O facto de a decisão de não penalizar o sector do golfe com a taxa máxima, de 23%, surge num momento em que o Governo socialista de José Sócrates, avançou com medidas de austeridade que vão atingir, entre muitas outras variantes, o IVA.

Segundo o jornal Negócios, a decisão socialista de repor a taxa aplicada aos campos de golfe no patamar inicial, terá sido tomada depois da visita de José Sócrates à Bolsa de Turismo de Lisboa, em Março.

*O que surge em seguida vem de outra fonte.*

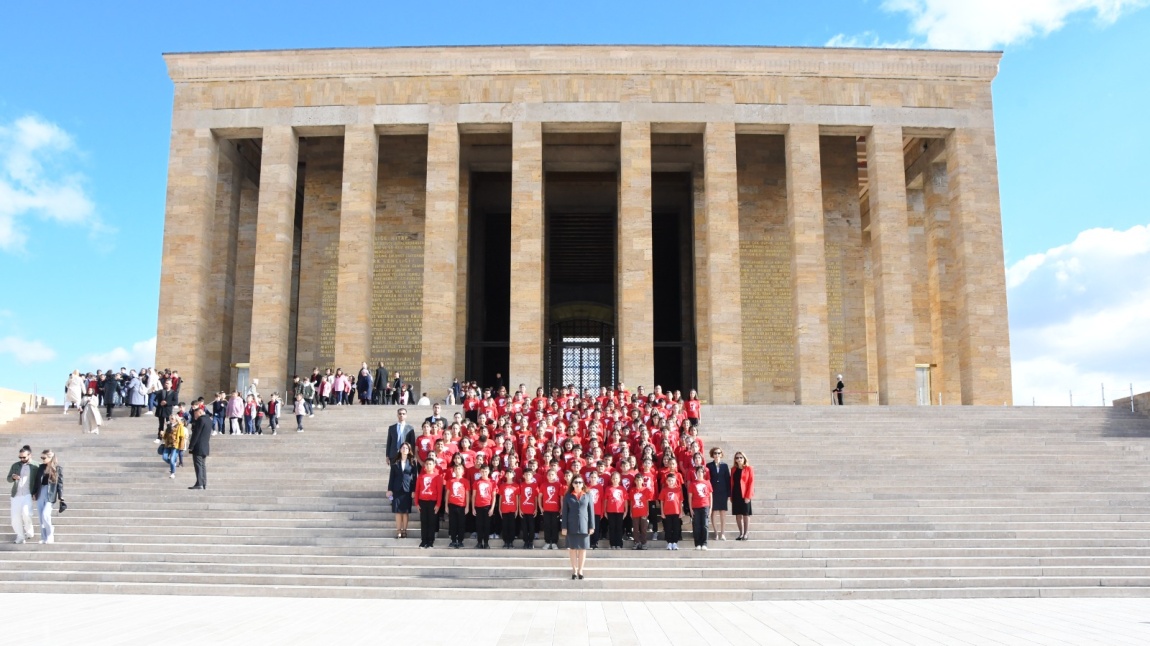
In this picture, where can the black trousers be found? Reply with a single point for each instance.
(674, 527)
(699, 525)
(507, 528)
(527, 530)
(551, 528)
(455, 517)
(615, 529)
(427, 522)
(483, 524)
(200, 462)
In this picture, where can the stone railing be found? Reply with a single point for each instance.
(14, 404)
(1141, 404)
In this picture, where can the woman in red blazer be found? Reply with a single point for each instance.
(742, 492)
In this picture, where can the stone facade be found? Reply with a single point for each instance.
(844, 213)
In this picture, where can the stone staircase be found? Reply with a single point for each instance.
(852, 502)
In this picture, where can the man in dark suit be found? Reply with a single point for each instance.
(437, 416)
(399, 433)
(198, 446)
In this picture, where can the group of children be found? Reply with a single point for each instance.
(505, 474)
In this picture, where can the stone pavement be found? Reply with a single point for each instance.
(112, 618)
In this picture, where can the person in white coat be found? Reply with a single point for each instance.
(74, 389)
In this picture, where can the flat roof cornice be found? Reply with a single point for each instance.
(582, 60)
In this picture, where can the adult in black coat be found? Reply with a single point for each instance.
(166, 402)
(399, 433)
(381, 385)
(198, 445)
(109, 386)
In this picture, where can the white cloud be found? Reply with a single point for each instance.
(1080, 317)
(868, 39)
(140, 355)
(27, 352)
(35, 179)
(984, 24)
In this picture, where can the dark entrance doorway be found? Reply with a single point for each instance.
(581, 222)
(489, 277)
(673, 284)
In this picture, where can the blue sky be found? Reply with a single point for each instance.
(85, 112)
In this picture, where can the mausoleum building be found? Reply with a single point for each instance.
(746, 221)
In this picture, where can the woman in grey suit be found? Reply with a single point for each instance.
(47, 486)
(576, 520)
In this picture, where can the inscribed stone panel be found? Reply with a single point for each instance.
(397, 302)
(768, 339)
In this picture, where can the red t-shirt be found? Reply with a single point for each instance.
(484, 493)
(672, 500)
(429, 487)
(638, 498)
(700, 494)
(616, 500)
(552, 494)
(527, 494)
(457, 491)
(597, 498)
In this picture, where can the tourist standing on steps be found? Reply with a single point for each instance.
(21, 475)
(576, 522)
(47, 487)
(137, 394)
(398, 433)
(109, 393)
(400, 487)
(74, 390)
(90, 417)
(199, 446)
(174, 436)
(720, 482)
(742, 492)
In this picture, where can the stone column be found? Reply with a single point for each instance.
(944, 377)
(890, 251)
(357, 245)
(275, 224)
(972, 169)
(725, 309)
(635, 302)
(527, 279)
(193, 163)
(441, 271)
(809, 264)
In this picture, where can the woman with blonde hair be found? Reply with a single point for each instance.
(742, 492)
(48, 486)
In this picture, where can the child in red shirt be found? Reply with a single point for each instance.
(671, 502)
(458, 495)
(700, 507)
(528, 495)
(596, 490)
(483, 495)
(550, 497)
(428, 490)
(508, 508)
(615, 507)
(638, 500)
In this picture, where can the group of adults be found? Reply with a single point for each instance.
(610, 466)
(38, 486)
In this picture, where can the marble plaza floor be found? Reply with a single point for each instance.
(96, 618)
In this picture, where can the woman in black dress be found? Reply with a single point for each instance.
(742, 492)
(720, 485)
(400, 486)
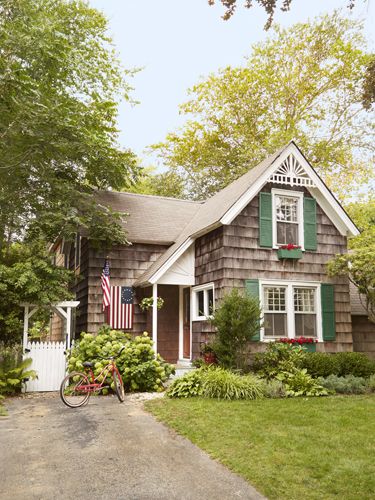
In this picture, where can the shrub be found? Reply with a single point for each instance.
(189, 385)
(300, 383)
(137, 364)
(236, 321)
(219, 383)
(321, 364)
(279, 357)
(273, 388)
(345, 385)
(371, 383)
(13, 370)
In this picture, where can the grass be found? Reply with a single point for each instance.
(302, 448)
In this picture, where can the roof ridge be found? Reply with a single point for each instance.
(153, 196)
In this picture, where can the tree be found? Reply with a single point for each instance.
(305, 83)
(60, 87)
(236, 320)
(359, 264)
(268, 5)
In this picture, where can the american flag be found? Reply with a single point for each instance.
(121, 308)
(105, 285)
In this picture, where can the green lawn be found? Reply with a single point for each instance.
(302, 448)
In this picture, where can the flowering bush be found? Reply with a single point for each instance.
(298, 340)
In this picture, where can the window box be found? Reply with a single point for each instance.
(295, 253)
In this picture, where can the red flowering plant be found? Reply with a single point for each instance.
(298, 340)
(289, 246)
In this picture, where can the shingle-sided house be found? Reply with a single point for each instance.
(192, 253)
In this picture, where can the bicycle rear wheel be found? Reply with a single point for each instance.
(73, 390)
(119, 386)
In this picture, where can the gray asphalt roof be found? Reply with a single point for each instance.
(152, 219)
(211, 211)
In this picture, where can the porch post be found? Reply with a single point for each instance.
(180, 322)
(25, 326)
(155, 316)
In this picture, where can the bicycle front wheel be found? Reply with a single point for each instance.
(119, 386)
(74, 391)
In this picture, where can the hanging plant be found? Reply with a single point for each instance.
(148, 302)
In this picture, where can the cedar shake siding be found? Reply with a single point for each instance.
(363, 335)
(231, 254)
(126, 265)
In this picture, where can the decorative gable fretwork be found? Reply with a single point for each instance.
(292, 173)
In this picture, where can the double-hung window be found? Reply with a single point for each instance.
(287, 218)
(203, 301)
(291, 309)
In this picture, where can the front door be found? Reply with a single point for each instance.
(186, 323)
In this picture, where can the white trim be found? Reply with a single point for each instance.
(322, 194)
(290, 284)
(155, 316)
(180, 322)
(194, 305)
(170, 261)
(292, 194)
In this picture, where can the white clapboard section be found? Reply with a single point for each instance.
(50, 364)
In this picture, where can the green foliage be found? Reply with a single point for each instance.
(187, 386)
(345, 385)
(13, 370)
(299, 383)
(359, 264)
(27, 275)
(304, 83)
(223, 384)
(237, 320)
(139, 369)
(216, 382)
(279, 357)
(320, 364)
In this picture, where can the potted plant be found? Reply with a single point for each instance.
(208, 353)
(148, 302)
(289, 251)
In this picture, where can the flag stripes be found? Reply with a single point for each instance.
(120, 313)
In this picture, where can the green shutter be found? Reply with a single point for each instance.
(309, 221)
(252, 288)
(265, 220)
(328, 311)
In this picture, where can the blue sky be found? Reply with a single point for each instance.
(177, 42)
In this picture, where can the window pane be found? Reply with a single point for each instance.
(304, 300)
(274, 299)
(275, 325)
(286, 209)
(200, 300)
(305, 325)
(210, 295)
(287, 233)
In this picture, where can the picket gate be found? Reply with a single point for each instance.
(50, 364)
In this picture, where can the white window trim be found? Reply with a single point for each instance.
(292, 194)
(194, 309)
(290, 305)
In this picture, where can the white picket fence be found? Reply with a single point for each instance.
(50, 364)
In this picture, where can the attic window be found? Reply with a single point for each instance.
(291, 172)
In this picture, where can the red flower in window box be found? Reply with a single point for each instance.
(289, 246)
(298, 340)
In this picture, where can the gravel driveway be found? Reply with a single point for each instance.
(105, 450)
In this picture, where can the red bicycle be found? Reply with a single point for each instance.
(77, 387)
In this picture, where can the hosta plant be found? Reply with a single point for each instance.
(139, 368)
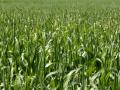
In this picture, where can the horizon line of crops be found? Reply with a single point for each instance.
(68, 51)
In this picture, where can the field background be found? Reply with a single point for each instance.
(78, 50)
(52, 4)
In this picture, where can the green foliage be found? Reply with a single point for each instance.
(77, 50)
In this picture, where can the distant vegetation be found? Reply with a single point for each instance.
(59, 45)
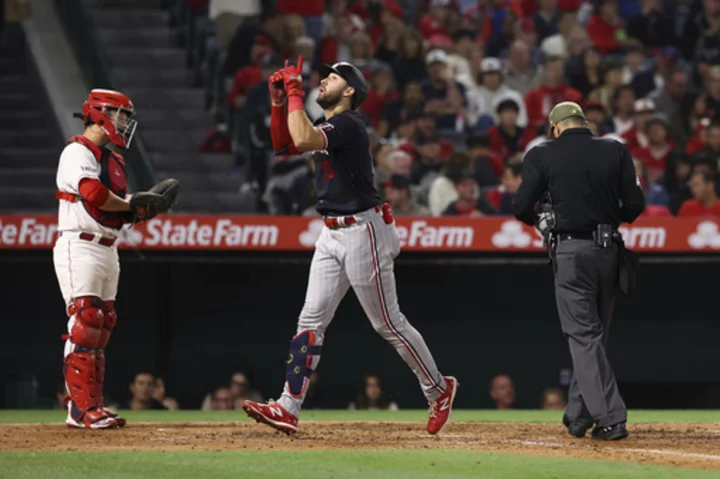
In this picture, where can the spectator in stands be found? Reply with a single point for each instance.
(442, 190)
(293, 28)
(502, 391)
(228, 15)
(410, 64)
(459, 59)
(381, 94)
(388, 49)
(635, 136)
(159, 395)
(444, 96)
(397, 193)
(483, 100)
(588, 77)
(606, 28)
(655, 155)
(240, 48)
(710, 151)
(712, 92)
(623, 104)
(434, 22)
(508, 137)
(468, 203)
(141, 389)
(485, 164)
(611, 81)
(336, 47)
(427, 165)
(540, 101)
(221, 400)
(705, 200)
(372, 396)
(546, 19)
(657, 198)
(553, 399)
(653, 27)
(502, 197)
(248, 76)
(520, 74)
(311, 12)
(597, 117)
(668, 99)
(398, 109)
(697, 23)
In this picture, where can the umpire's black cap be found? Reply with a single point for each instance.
(351, 74)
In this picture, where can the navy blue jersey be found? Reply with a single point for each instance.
(344, 169)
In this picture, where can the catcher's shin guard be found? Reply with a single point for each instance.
(80, 369)
(299, 363)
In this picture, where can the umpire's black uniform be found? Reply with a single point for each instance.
(591, 182)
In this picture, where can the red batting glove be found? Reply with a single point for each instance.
(292, 79)
(277, 92)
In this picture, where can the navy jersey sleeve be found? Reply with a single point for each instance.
(339, 131)
(532, 187)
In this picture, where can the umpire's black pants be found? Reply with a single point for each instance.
(585, 289)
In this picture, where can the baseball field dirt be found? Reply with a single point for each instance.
(359, 444)
(686, 445)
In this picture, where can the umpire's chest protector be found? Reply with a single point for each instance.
(112, 176)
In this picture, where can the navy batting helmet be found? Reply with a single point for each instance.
(351, 74)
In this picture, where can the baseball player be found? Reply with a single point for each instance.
(94, 206)
(356, 248)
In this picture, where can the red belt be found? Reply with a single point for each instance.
(343, 221)
(91, 237)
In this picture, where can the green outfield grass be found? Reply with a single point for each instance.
(340, 464)
(367, 464)
(479, 415)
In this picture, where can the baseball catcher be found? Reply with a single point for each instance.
(93, 208)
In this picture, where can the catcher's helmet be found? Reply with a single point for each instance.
(97, 110)
(350, 74)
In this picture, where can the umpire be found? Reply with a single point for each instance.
(592, 186)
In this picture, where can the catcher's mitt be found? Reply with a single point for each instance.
(158, 199)
(169, 190)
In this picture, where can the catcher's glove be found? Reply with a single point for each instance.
(169, 190)
(159, 199)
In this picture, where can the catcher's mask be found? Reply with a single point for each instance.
(112, 112)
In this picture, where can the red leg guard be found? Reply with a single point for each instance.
(81, 363)
(80, 379)
(110, 318)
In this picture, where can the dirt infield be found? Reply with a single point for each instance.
(686, 445)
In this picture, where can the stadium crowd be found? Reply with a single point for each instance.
(461, 89)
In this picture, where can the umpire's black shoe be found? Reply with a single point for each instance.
(576, 428)
(610, 433)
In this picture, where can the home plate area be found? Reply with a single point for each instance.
(686, 445)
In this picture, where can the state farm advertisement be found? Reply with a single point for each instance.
(283, 233)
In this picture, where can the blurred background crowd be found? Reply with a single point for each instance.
(147, 391)
(461, 89)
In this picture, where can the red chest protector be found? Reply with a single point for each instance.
(112, 176)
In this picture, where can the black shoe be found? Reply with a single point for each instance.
(610, 433)
(576, 428)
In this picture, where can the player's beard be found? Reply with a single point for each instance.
(328, 99)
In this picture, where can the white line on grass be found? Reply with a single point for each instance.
(664, 452)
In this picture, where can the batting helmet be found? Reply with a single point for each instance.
(97, 108)
(352, 76)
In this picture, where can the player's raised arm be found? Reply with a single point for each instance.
(302, 132)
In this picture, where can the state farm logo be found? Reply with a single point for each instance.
(310, 236)
(706, 236)
(511, 234)
(223, 232)
(421, 234)
(652, 237)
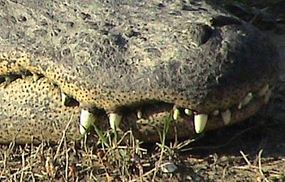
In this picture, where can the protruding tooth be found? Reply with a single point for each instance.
(216, 112)
(64, 98)
(139, 114)
(8, 79)
(245, 100)
(176, 114)
(87, 119)
(2, 79)
(267, 96)
(114, 120)
(226, 115)
(263, 90)
(36, 77)
(200, 121)
(188, 112)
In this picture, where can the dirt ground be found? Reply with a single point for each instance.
(251, 151)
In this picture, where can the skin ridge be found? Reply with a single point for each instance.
(117, 54)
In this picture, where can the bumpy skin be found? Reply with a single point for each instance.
(122, 55)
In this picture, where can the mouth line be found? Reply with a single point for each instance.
(156, 111)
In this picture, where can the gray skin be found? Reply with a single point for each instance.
(123, 56)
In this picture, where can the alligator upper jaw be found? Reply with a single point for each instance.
(38, 106)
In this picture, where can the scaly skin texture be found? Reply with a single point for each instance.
(121, 56)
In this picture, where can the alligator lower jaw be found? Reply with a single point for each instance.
(146, 120)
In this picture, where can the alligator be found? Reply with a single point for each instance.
(69, 66)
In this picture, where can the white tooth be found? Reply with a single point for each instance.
(200, 121)
(245, 100)
(64, 98)
(114, 120)
(139, 114)
(188, 112)
(87, 119)
(226, 115)
(176, 114)
(267, 96)
(216, 112)
(36, 77)
(7, 79)
(263, 90)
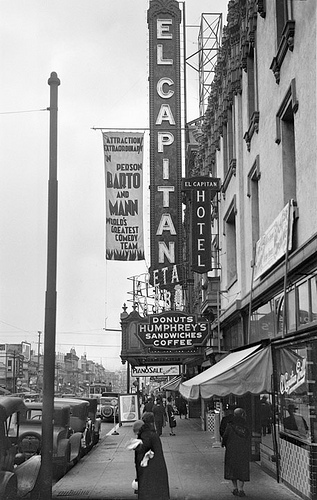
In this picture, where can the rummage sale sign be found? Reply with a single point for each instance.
(173, 330)
(123, 153)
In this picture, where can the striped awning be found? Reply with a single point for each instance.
(248, 370)
(173, 384)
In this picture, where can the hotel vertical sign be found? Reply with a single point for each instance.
(164, 17)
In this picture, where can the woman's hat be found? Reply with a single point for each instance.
(137, 426)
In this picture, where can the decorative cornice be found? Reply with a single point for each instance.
(253, 127)
(286, 43)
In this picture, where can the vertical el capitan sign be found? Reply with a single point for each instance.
(164, 17)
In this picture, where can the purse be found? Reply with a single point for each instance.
(135, 485)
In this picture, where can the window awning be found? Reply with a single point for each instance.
(248, 370)
(173, 384)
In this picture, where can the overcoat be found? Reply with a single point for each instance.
(152, 479)
(236, 439)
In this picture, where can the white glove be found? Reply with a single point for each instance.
(149, 454)
(134, 443)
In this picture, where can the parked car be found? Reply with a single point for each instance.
(108, 406)
(83, 418)
(67, 445)
(18, 473)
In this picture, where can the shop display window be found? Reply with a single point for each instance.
(262, 323)
(296, 392)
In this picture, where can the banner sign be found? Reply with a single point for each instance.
(123, 153)
(203, 190)
(172, 330)
(272, 246)
(292, 372)
(155, 371)
(164, 20)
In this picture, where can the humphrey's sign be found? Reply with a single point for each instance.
(172, 330)
(155, 371)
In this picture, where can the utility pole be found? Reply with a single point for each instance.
(38, 360)
(46, 474)
(38, 351)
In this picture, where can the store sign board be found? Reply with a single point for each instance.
(173, 331)
(164, 20)
(155, 371)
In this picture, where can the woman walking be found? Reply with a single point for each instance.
(236, 439)
(153, 477)
(159, 415)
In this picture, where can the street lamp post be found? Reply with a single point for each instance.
(46, 475)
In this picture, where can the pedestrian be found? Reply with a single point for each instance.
(153, 477)
(266, 415)
(159, 415)
(170, 416)
(228, 417)
(137, 426)
(236, 440)
(182, 408)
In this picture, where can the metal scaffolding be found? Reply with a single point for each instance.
(204, 60)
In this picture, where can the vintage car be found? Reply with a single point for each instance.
(67, 443)
(83, 418)
(18, 473)
(108, 408)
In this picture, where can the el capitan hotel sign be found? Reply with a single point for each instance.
(202, 191)
(164, 18)
(172, 331)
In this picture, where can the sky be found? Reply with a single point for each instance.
(99, 50)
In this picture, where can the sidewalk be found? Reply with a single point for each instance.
(195, 470)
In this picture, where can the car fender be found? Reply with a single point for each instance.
(27, 474)
(75, 446)
(62, 446)
(8, 482)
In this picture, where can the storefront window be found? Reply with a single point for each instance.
(296, 394)
(291, 310)
(314, 297)
(262, 323)
(303, 303)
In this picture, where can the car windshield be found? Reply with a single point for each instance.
(107, 400)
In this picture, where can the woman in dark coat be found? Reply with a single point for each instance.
(236, 439)
(152, 479)
(159, 415)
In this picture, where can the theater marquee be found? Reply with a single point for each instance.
(164, 17)
(173, 331)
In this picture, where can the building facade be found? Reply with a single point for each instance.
(258, 136)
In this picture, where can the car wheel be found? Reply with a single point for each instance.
(11, 489)
(29, 444)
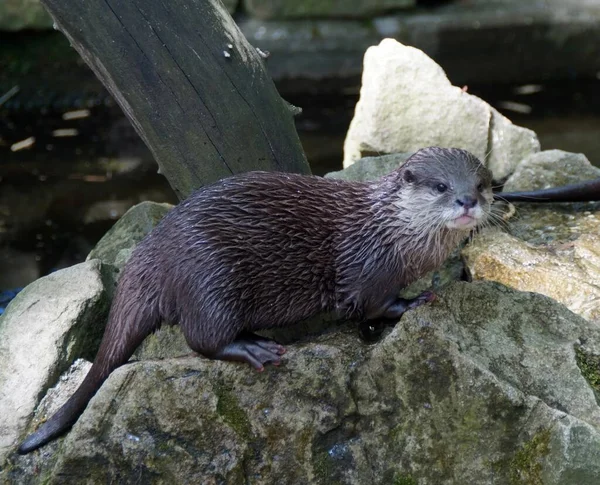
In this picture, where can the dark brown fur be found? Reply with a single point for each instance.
(261, 250)
(581, 192)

O dossier está agora nas mãos dos 700 mil desempregados, perdão, dos secretários de Estado do Turismo e dos Assuntos Fiscais que têm mantido reuniões com os responsáveis do sector do golfe que contribui com 500 milhões de euros para a economia portuguesa.

Os 20% dos pobres portugueses, perdão, o Governo elegeu o turismo/golfe como uma das prioridades da estratégia de recuperação da economia nacional.

Creio, aliás, que a taxa de reduzida de IVA deverá igualmente ser aplicada a alguns dos alimentos típicos dos golfistas, socialistas ou não, como é o caso das trufas pretas, caranguejos gigantes, cordeiro, bolbos de lírio de Inverno, supremos de galinha, espuma de raiz de beterraba e vinhos do tipo Château-Grillet 2005.

Também me parece bem que essa classe de portugueses que nada fazem, ou seja os quase dois milhões de reformados, passe de facto a pagar mais IRS e a ter as pensões congeladas... para não se estragarem.

Feitas as contas socialistas, mas que atingem todos os outros portugueses, os mais de dez milhões de cidadãos vão desembolsar (a bem da nação, obviamente) 7,9 mil milhões de euros adicionais de 2011 a 2013 a título de "precaução", para que o Governo tente "acalmar" os mercados e satisfaça as exigências políticas do país que tem Portugal como protectorado, a Alemanha.

*Orlando Castro, jornalista angolano-português - O poder das ideias acima das ideias de poder, porque não se é Jornalista (digo eu) seis ou sete horas por dia a uns tantos euros por mês, mas sim 24 horas por dia, mesmo estando (des)empregado.